Third reason: outsiders often evaluate a society—and make decisions on whether to live, work, or invest there—based on the fairness of the court system.
Prof. Pommersheim recently commented on the importance of an independent judiciary if Indian tribes are to lure commercial ventures to the reservation. “There is always a familiar refrain that becomes part of the legal conversation [between non-Indians and Indians] – does the tribe have an independent judiciary and a corresponding separation of powers?”
Frank Pommersheim, “At the Crossroads: A New and Unfortunate Paradigm of Tribal Sovereignty,” 55 South Dakota L. Rev. 48, 60 (2010).
Judge BJ Jones recently noted that non-Indians have a perception “that tribal justice systems are not truly independent . . . [and] are not fair forums to adjudicate disputes in a fair and neutral way,” and this has a negative impact on tribal commercial enterprises.
BJ Jones, “The Independence of Tribal Justice Systems and the Separation of Powers,” (2006) at 1 http://law.und.edu/tji/_files/docs/bjones-jud-indep-memo.pdf
Many non-Indian judges and legislators repeatedly comment—in negative tones—on what they perceive as the lack of an independent judiciary on Indian reservations:
“Tribal courts are often subject to the complete control of the tribal councils, whose powers often include the ability to select and remove judges. Therefore, the courts may be perceived as a subordinate arm of the councils rather than as a separate and equal branch of government.”

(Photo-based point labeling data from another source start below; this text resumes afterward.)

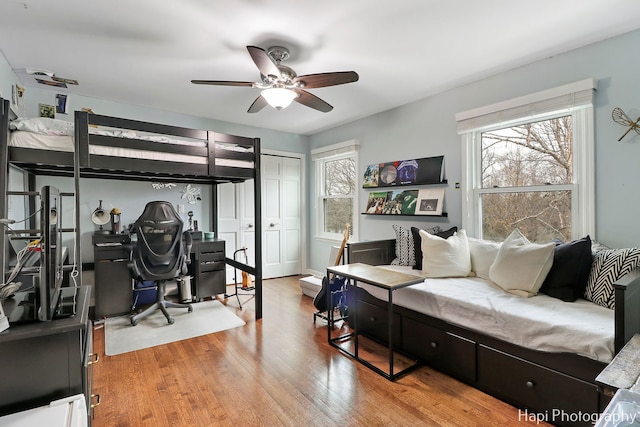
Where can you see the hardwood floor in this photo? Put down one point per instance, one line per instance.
(277, 371)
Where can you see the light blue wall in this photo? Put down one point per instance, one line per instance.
(130, 196)
(7, 78)
(428, 128)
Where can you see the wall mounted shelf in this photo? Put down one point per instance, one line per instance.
(443, 215)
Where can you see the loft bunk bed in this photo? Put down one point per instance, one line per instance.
(115, 148)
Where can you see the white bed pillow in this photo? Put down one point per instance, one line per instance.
(445, 257)
(43, 126)
(521, 266)
(483, 254)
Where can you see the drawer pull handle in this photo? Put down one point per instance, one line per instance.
(95, 400)
(93, 358)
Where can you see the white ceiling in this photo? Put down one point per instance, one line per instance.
(145, 52)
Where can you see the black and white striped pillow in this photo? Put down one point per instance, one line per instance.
(405, 252)
(607, 268)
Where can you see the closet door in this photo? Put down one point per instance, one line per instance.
(281, 216)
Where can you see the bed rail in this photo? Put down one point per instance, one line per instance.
(627, 311)
(376, 252)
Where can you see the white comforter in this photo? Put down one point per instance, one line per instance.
(540, 322)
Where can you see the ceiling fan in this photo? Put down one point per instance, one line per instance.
(281, 85)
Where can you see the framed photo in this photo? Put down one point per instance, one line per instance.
(376, 202)
(370, 176)
(401, 202)
(48, 111)
(430, 201)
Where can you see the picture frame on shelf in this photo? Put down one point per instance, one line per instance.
(424, 171)
(376, 202)
(401, 202)
(371, 175)
(430, 201)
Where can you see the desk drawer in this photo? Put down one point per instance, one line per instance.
(210, 256)
(110, 254)
(533, 387)
(211, 266)
(211, 283)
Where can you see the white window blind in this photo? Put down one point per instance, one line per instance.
(573, 95)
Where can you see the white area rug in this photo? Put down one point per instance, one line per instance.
(206, 318)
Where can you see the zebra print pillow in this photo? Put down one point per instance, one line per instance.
(405, 252)
(608, 267)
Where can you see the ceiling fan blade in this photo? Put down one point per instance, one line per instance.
(311, 81)
(257, 105)
(310, 100)
(222, 83)
(264, 63)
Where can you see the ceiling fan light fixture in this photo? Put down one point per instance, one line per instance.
(279, 97)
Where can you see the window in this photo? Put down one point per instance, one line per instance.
(336, 179)
(528, 164)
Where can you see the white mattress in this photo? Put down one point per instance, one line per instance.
(540, 322)
(32, 140)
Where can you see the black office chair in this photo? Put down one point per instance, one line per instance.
(161, 253)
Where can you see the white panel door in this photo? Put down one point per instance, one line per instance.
(281, 216)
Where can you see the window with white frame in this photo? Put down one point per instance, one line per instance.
(336, 188)
(528, 164)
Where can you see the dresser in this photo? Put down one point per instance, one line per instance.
(45, 361)
(113, 283)
(207, 268)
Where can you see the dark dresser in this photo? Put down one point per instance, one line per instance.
(46, 361)
(113, 283)
(207, 268)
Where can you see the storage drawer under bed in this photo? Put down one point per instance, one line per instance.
(536, 388)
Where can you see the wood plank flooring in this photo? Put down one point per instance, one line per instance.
(278, 371)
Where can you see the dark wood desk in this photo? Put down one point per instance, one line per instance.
(382, 278)
(114, 285)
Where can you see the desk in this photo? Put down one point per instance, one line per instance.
(382, 278)
(622, 373)
(113, 282)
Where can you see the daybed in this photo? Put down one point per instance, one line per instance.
(542, 354)
(97, 146)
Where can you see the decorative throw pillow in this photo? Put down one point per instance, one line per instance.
(569, 273)
(415, 231)
(445, 257)
(521, 266)
(483, 254)
(405, 253)
(608, 267)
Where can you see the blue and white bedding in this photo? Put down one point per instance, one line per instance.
(57, 135)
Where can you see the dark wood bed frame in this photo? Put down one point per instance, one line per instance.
(555, 385)
(85, 165)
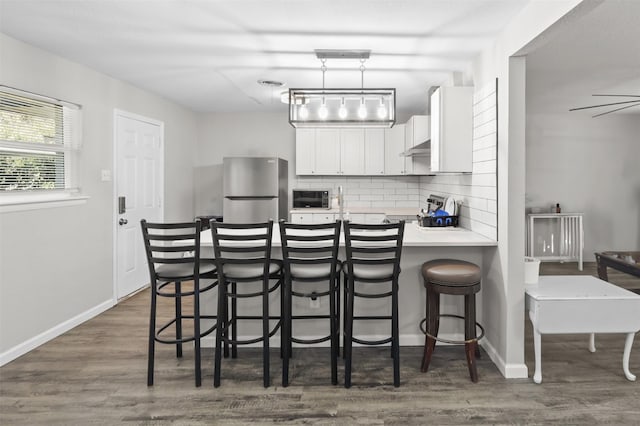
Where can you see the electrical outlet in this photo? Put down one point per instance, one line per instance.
(314, 302)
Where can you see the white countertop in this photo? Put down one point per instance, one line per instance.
(414, 236)
(389, 211)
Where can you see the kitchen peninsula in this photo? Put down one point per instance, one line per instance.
(419, 245)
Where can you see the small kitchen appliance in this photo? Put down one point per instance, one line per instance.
(436, 216)
(311, 199)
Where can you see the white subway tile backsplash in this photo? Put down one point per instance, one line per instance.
(485, 142)
(485, 166)
(485, 129)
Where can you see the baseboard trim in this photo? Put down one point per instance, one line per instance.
(509, 371)
(32, 343)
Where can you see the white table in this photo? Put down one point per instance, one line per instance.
(561, 304)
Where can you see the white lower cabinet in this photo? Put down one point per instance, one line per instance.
(368, 218)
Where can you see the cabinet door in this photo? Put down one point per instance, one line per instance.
(408, 144)
(394, 164)
(327, 152)
(374, 151)
(301, 217)
(420, 125)
(305, 151)
(352, 151)
(452, 129)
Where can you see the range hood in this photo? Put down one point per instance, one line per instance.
(421, 150)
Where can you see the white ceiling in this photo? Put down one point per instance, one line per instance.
(596, 54)
(209, 55)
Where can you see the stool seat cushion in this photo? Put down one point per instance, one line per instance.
(248, 271)
(174, 271)
(312, 270)
(451, 272)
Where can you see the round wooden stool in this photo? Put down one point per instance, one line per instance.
(455, 277)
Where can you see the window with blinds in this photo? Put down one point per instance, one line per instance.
(39, 141)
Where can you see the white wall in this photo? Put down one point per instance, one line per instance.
(588, 165)
(503, 287)
(57, 263)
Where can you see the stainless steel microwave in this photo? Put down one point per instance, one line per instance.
(311, 199)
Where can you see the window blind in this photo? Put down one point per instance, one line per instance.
(39, 140)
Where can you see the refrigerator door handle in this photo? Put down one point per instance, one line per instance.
(262, 197)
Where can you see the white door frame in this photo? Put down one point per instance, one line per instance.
(114, 206)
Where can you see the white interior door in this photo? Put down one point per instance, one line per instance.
(139, 185)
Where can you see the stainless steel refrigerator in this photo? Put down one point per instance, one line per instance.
(255, 189)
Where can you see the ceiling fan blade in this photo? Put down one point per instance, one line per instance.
(596, 106)
(621, 96)
(617, 109)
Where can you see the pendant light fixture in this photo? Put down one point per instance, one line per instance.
(357, 107)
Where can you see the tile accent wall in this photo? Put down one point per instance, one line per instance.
(477, 190)
(368, 191)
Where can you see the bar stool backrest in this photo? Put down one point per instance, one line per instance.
(373, 245)
(173, 249)
(243, 244)
(310, 244)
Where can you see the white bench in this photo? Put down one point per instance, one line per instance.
(561, 304)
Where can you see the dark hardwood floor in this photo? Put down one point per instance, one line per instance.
(96, 374)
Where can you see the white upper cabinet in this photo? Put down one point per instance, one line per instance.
(452, 130)
(327, 151)
(417, 130)
(374, 152)
(305, 151)
(352, 152)
(394, 163)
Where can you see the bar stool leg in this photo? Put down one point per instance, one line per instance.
(470, 333)
(196, 331)
(286, 331)
(220, 327)
(265, 332)
(395, 332)
(348, 343)
(332, 331)
(178, 304)
(234, 323)
(433, 324)
(152, 336)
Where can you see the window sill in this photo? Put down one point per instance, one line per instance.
(37, 203)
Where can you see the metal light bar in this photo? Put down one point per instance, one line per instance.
(342, 107)
(342, 53)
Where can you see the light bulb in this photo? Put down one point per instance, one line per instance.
(303, 112)
(323, 112)
(382, 111)
(362, 111)
(342, 112)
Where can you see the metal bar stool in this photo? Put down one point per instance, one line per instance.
(455, 277)
(173, 256)
(310, 255)
(243, 256)
(373, 258)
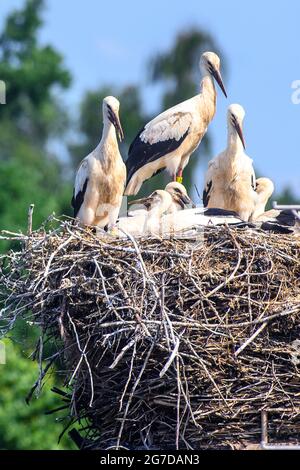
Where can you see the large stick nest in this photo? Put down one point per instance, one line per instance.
(167, 344)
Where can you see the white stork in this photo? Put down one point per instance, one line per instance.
(146, 222)
(230, 181)
(179, 195)
(264, 190)
(101, 177)
(168, 141)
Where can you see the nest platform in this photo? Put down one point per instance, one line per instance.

Justice Sandra Day O’Connor, “Lessons from the Third Sovereignty: Indian Tribal Courts,” 33 Tulsa L.J. 1, 5 (1997)
Fourth: Congress and the federal courts often determine whether to allow tribes to exercise jurisdiction over non-Indians based on the reliability of the tribal courts.

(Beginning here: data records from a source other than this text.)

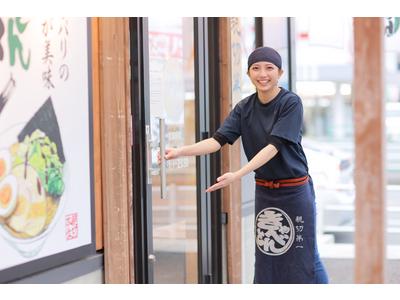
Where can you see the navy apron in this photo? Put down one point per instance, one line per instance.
(285, 236)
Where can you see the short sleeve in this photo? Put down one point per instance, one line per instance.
(231, 127)
(289, 123)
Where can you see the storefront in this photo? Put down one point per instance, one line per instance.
(85, 106)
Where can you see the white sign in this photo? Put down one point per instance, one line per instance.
(45, 159)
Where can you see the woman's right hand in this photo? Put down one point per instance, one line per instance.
(170, 153)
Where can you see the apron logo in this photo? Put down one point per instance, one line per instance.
(275, 231)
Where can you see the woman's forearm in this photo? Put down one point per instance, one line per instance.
(207, 146)
(261, 158)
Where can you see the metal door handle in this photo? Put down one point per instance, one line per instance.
(163, 174)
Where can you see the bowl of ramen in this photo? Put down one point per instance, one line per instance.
(31, 189)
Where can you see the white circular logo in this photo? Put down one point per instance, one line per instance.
(274, 231)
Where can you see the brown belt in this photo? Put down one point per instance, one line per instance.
(276, 184)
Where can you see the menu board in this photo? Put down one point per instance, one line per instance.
(46, 198)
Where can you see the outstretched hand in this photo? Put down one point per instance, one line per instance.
(223, 181)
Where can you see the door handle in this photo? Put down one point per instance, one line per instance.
(163, 169)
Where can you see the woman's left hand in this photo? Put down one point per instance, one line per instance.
(223, 181)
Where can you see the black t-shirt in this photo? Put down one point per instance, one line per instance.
(259, 124)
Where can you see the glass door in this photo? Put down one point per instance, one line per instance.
(172, 124)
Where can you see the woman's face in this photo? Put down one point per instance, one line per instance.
(264, 75)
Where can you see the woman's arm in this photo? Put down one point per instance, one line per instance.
(207, 146)
(261, 158)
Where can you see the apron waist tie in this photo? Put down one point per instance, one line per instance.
(276, 184)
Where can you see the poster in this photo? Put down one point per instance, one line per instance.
(46, 199)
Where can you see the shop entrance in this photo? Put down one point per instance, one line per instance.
(174, 240)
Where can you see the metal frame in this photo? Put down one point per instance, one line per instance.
(55, 260)
(291, 54)
(202, 162)
(141, 190)
(215, 159)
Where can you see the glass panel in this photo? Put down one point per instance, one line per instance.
(171, 62)
(324, 73)
(392, 121)
(248, 38)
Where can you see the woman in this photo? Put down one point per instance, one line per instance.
(269, 122)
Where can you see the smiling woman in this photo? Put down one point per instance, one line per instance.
(270, 125)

A perfect example is William v. Lee, 358 U.S. 217 (1959).
The 1978 Getches Report warned tribes of what can happen if they don’t have an adequate judicial system: “The [federal] courts will have difficulty excluding exercises of state power when tribes with inadequate or non-existent judicial systems are involved.” (page 2)
Nevada v. Hicks, 533 U.S. 353 (2001), shows that the Supreme Court remains dubious about the ability of an outsider to obtain a fair hearing in tribal court. (See Justice Souter’s concurring opinion quoting the Getches Report.)
Judges in Indian country report on-going problems with judicial independence. In 2012, Professor Matthew Fletcher from Michigan State School of Law wrote:
“[M]any tribal judges face overt and covert attacks on their independence. . . .For example, many tribal constitutions provide express or implied tribal council control over appointments and retention of tribal judges. Some tribal judges face threats from tribal legislatures on budgets as well.”
Matthew Fletcher, “Indian Courts and Fundamental Fairness: Indian Courts and the Future Revisted, http://ssrn.com/abstract=2079757 (2012)
However, everyone agrees that judicial independence in Indian country is increasing.
“Critics of tribal courts contend that these courts are nothing more than dependent entities of the controlling tribal councils. Nevertheless, recent case law and survey data indicate that there is in fact a sizeable and growing degree of independence within the tribal judiciary.”